5. Make sure that the specified wallet contains a DN and password for the database (they were generated by dbca when the database was registered in the LDAP server):

   $ mkstore -wrl /path/to/db/wallet -viewEntry ORACLE.SECURITY.DN
   Oracle Secret Store Tool : Version 11.2.0.2.0 - Production
   Copyright (c) 2004, 2010, Oracle and/or its affiliates. All rights reserved.
   Enter wallet password: ******** 
   ORACLE.SECURITY.DN = cn=orcl11gr2,cn=OracleContext,dc=eusovd,dc=com
   
   $ mkstore -wrl /path/to/db/wallet -viewEntry ORACLE.SECURITY.PASSWORD
   Oracle Secret Store Tool : Version 11.2.0.2.0 - Production
   Copyright (c) 2004, 2010, Oracle and/or its affiliates. All rights reserved.
   Enter wallet password: ******** 
   ORACLE.SECURITY.PASSWORD = <password generated by dbca>
   
   

6. If it is not the case, you can re-run dbca and choose to generate a new password. dbca will then create the ORACLE.SECURITY.DN and ORACLE.SECURITY.PASSWORD entries in the wallet.

Tips to troubleshoot EUS + OUD

I am often involved in customer issues involving EUS and OUD, and wanted to share some tips and strategies that could help in this type of situation.

As I am working mainly on OUD, the first thing that I usually check is OUD access log. It is enabled by default and located in $OUD_INSTANCE/OUD/logs/access. This file contains a trace of all the operations received by OUD and is often a great help in understanding where the problem lies.

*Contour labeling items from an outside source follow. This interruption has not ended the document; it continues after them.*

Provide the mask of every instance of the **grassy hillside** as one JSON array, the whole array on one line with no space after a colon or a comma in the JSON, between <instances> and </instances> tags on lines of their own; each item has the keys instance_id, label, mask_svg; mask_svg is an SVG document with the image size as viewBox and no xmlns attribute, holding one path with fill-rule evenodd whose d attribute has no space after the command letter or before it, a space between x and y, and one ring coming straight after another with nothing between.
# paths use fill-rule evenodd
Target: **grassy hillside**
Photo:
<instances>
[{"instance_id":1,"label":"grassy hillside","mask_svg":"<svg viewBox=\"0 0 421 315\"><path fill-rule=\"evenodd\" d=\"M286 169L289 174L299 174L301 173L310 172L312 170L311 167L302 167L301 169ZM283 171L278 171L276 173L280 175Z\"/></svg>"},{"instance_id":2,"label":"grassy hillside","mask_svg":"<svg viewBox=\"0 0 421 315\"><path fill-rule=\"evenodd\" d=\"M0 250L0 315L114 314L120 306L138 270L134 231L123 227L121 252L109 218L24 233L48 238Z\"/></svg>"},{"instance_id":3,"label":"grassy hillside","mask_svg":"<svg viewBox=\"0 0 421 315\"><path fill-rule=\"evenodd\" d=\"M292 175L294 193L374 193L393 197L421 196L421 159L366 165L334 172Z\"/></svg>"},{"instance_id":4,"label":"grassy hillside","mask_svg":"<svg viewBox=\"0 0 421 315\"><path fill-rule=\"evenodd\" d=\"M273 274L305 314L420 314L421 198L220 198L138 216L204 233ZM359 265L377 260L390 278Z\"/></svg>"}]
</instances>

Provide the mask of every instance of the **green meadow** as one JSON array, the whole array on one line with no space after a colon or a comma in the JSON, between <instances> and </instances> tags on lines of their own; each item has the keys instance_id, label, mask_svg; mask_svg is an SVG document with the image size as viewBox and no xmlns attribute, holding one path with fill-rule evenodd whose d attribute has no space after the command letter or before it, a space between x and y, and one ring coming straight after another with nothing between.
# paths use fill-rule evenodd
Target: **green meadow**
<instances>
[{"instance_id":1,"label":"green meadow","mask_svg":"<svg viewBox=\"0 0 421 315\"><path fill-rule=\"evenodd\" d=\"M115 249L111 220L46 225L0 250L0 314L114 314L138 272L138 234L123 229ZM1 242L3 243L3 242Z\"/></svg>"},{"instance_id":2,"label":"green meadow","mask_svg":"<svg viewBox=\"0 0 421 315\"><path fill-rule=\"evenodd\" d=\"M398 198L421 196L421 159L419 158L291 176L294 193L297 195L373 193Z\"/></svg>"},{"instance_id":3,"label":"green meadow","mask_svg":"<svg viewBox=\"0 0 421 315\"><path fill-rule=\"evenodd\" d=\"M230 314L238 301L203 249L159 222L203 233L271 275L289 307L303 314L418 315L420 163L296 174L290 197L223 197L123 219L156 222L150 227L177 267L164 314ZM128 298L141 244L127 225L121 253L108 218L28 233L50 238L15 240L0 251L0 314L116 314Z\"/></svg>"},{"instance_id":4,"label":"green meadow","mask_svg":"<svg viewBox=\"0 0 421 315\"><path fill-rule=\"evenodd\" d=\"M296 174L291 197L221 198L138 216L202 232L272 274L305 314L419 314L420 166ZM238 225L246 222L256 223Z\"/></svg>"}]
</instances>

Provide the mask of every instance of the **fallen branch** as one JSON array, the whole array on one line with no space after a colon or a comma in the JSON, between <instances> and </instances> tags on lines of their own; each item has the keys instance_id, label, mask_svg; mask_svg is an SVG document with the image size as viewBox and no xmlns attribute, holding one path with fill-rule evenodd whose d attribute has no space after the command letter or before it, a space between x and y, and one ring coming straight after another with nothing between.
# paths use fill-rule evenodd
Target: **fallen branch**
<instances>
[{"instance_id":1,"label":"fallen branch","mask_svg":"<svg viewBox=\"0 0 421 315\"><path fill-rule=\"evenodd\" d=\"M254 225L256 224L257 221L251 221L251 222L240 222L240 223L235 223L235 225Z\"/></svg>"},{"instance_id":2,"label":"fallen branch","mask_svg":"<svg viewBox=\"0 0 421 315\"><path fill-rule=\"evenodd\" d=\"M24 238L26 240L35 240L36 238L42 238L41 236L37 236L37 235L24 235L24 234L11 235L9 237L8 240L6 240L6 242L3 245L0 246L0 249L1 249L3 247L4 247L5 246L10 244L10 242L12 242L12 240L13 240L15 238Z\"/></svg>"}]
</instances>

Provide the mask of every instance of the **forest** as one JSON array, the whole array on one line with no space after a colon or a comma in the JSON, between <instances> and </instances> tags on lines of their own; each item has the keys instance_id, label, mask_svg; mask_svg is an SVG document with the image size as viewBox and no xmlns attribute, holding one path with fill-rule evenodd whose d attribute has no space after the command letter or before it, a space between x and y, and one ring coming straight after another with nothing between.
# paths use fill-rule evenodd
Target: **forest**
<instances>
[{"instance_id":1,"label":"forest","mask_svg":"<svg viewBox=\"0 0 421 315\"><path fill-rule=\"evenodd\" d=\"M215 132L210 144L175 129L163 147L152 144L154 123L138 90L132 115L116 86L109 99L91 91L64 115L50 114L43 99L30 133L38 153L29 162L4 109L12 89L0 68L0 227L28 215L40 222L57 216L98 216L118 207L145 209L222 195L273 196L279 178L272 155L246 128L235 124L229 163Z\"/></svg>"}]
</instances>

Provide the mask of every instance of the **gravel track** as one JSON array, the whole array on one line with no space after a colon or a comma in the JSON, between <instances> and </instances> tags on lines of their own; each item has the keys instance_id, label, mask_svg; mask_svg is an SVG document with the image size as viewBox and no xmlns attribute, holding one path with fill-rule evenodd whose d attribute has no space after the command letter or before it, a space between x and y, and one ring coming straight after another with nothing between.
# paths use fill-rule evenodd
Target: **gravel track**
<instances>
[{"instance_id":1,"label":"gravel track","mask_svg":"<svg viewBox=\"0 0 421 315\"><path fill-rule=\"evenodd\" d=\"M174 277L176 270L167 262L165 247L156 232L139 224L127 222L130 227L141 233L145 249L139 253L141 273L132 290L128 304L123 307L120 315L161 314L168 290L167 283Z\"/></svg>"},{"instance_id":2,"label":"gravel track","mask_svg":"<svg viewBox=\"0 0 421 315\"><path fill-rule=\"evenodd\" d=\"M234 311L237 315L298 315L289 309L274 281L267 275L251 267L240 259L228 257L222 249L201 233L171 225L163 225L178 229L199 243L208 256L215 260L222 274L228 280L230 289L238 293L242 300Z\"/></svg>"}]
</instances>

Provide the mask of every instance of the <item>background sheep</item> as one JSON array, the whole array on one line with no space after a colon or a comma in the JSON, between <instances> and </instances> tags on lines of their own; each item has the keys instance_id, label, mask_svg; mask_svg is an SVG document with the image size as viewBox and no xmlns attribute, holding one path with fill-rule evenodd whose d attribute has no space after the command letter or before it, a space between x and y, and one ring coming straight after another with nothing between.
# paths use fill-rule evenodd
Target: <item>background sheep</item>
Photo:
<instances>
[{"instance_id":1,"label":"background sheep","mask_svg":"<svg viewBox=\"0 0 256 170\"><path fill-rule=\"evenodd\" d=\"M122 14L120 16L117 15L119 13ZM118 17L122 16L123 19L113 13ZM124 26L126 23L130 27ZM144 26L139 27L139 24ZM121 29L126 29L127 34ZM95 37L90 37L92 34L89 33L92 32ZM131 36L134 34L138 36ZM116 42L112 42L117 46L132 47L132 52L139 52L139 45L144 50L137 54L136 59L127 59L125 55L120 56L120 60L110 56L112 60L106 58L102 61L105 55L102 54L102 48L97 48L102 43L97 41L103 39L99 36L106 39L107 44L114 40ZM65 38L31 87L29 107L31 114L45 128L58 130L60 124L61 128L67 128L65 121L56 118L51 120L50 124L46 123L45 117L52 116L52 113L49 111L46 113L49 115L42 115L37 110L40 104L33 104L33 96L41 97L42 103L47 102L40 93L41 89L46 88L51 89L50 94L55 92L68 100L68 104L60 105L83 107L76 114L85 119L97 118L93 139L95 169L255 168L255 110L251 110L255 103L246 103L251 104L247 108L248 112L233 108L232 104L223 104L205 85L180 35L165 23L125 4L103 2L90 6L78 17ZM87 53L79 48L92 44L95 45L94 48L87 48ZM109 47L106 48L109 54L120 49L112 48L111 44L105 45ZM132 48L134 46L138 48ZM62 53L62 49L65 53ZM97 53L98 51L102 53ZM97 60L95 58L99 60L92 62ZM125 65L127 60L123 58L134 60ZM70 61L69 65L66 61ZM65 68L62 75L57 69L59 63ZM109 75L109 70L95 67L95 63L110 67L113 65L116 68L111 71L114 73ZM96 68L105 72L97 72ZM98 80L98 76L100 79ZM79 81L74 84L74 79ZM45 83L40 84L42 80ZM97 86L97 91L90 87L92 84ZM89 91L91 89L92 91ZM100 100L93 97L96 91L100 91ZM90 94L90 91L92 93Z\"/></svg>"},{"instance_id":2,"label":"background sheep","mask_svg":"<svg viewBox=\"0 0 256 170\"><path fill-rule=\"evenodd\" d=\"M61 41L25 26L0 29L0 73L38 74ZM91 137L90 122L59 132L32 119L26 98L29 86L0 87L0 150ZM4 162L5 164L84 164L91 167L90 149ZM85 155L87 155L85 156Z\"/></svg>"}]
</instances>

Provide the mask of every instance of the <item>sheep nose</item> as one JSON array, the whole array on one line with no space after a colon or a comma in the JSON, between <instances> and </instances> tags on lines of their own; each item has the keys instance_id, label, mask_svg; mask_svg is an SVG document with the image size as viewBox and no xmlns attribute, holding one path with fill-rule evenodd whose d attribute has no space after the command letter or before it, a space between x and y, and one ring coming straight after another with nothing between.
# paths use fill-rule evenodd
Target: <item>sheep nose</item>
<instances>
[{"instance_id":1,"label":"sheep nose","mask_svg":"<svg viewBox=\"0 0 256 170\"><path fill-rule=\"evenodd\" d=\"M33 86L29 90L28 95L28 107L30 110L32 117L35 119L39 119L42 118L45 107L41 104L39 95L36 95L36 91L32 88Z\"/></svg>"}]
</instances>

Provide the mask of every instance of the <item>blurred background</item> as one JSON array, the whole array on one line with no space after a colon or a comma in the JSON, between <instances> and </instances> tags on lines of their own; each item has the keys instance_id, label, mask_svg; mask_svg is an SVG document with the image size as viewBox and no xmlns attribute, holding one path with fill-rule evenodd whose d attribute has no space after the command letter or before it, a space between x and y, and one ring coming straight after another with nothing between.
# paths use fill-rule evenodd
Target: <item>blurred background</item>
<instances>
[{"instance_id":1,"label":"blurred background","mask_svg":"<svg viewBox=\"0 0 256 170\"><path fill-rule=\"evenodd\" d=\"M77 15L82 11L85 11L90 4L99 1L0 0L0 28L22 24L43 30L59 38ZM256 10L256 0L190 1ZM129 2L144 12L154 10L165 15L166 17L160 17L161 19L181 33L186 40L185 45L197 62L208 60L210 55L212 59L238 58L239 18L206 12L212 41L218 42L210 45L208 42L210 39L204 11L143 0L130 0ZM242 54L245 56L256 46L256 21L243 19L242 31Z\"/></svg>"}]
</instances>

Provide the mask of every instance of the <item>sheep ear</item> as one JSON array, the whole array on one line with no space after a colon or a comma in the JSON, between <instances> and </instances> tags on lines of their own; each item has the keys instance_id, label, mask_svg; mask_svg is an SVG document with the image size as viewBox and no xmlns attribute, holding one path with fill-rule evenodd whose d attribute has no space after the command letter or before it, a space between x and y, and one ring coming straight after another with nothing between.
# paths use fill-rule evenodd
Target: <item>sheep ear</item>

I usually configure OUD so that it also logs internal operations and LDAP controls:

dsconfig set-log-publisher-prop \
 --publisher-name File-Based\ Access\ Logger \
 --set log-controls:true \
 --add operations-to-log:internal \
 --hostname $OUDHOST \
 --port 4444 \
 --trustAll \
 --bindDN cn=directory\ manager \
 --bindPasswordFile pwd.txt \
 --no-prompt

 

To debug an EUS issue, I perform the failing EUS command and look at the logs generated by this command in OUD access log. For instance, I run sqlplus joe/password and check that the command triggered operations on OUD server:

• if the command does not produce any log, this means that the authentication failed before the database actually contacted the OUD server. In this case, the root cause is likely to be a configuration issue on the database side (for instance the DB points to another LDAP server, or was not able to find its own DN/password in its wallet…)
  The next debugging step will be to enable the logs on the database.
• if the command produces logs in OUD, then the DB correctly points to OUD but there is either a communication issue (SSL, DB authentication…) or an EUS configuration issue (not able to find a user-schema mapping, unable to access the user’s password…)
  Usually the last LDAP operation can provide hints on the root cause. For instance, if the user could not be associated to any shared schema, the last LDAP operation will be a SEARCH with a filter (objectclass=orcldbEntrylevelMapping) or (objectclass=orcldbSubtreelevelMapping) that does not find any entry (nentries=0).

 

After you have identified if the issue happens between the sql client and the DB or between the DB and OUD, you can also have a look at OUD Admin guide, which provides a checklist with common configuration issues in the Troubleshooting section of Chapter 31: Integrating Oracle Unified Directory with Oracle Enterprise User Security.